La recension pose problème[1],[2],[3],[4],[5],[6].
Les passages à l'indicatif imparfait sont parfois à peu près vraisemblables, plus en tout cas que les passages au conditionnel présent d'irréalité, fréquent.
Le mot de promenade a quelque chose d'heureux, joyeux, positif, alors que seraient plus adaptés les termes ou expressions : errances, errements, erreurs. Elle a les parcours erratiques d'une bille de billard électronique, ou flipper, avec accélérations et décélérations, pour des parties toujours à recommencer.
Le personnage peut parfois s'estimer folle, ou être considérée comme telle. Elle est cyclotymique, hystérique, dérangée, moderne : souffrances, angoisses, besoins (besoin de personne, besoin des autres, besoin d'un(e) autre), instincts, fantasmes, désirs (de vie, de mort), délires, aigritudes, avilissements, vide ou trop-plein, distorsions, désespoir.
Son incapacité à vivre, seule ou à deux (ou davantage) est dérangeante. Ou plutôt la technique de narration, par accumulation de micronouvelles ou microfictions à l'intérieur du monde mental d'un même unique personnage est perturbante, plus que jouissive, pour le lecteur, qui cherche à établir une cohérence fictionnelle assez improbable.

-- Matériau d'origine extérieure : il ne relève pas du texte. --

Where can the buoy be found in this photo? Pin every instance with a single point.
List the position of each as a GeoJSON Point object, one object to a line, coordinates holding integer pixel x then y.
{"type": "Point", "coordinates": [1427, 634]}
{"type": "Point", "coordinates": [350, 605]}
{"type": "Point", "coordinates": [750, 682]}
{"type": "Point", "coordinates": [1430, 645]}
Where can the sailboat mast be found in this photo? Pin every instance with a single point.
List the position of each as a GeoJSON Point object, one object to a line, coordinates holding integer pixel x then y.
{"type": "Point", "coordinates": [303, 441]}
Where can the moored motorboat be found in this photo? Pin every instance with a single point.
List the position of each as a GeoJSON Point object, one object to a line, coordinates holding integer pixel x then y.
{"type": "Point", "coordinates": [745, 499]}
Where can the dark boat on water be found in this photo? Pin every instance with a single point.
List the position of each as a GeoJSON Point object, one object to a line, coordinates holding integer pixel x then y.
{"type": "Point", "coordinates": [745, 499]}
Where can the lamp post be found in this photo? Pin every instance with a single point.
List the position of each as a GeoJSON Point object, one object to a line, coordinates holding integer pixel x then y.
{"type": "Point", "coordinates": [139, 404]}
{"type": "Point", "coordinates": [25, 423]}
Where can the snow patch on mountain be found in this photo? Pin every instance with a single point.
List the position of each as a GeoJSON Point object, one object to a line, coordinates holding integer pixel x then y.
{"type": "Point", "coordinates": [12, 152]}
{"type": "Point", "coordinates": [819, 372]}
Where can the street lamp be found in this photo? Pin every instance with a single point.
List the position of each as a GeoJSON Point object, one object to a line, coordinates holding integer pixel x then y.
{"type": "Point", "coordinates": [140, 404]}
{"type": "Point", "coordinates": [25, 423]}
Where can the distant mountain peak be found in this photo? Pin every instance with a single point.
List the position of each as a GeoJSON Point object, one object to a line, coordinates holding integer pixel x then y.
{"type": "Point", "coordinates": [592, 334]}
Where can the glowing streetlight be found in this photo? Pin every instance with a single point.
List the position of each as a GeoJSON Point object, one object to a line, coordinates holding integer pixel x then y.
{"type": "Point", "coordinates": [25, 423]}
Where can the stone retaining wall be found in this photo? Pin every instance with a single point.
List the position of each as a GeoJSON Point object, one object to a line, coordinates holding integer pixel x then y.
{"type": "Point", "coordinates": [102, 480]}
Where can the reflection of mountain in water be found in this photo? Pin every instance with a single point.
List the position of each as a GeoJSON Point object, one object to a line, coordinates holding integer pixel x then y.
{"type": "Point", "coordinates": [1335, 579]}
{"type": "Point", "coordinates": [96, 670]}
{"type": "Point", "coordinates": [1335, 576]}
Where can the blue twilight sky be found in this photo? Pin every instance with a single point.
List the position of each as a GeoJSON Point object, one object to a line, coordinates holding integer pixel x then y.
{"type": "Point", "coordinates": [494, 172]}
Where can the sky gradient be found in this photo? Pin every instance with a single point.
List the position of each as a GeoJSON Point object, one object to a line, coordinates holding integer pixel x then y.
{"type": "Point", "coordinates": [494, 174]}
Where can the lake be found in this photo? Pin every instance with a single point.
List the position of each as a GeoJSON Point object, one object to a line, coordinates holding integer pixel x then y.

Le narrateur, extérieur à l'action, omniscient, systématique, entraîne de force le lecteur dans les ténèbres de « ce magma d'inexistences qui s'étaient volatilisées ce matin, l'an dernier, cent siècles plus tôt, ou de cette infinité d'existences incertaines qui naîtraient peut-être un jour si elles avaient de la chance » (pages 299-300).
Les pages finales manifestent une des intentions ou des idées du narrateur, sur le monde contemporain (français, européen, moderne ou postmoderne) : « Ils étaient une multitude de minuscules îlots à la dérive qui s'entrechoquaient sans jamais pouvoir s'unir » (page 299).
L'équivalent masculin est facile à imaginer. Jean de La Bruyère a exploré certains de ces caractères, à sa façon, en 1688, de manière moins ténébreuse.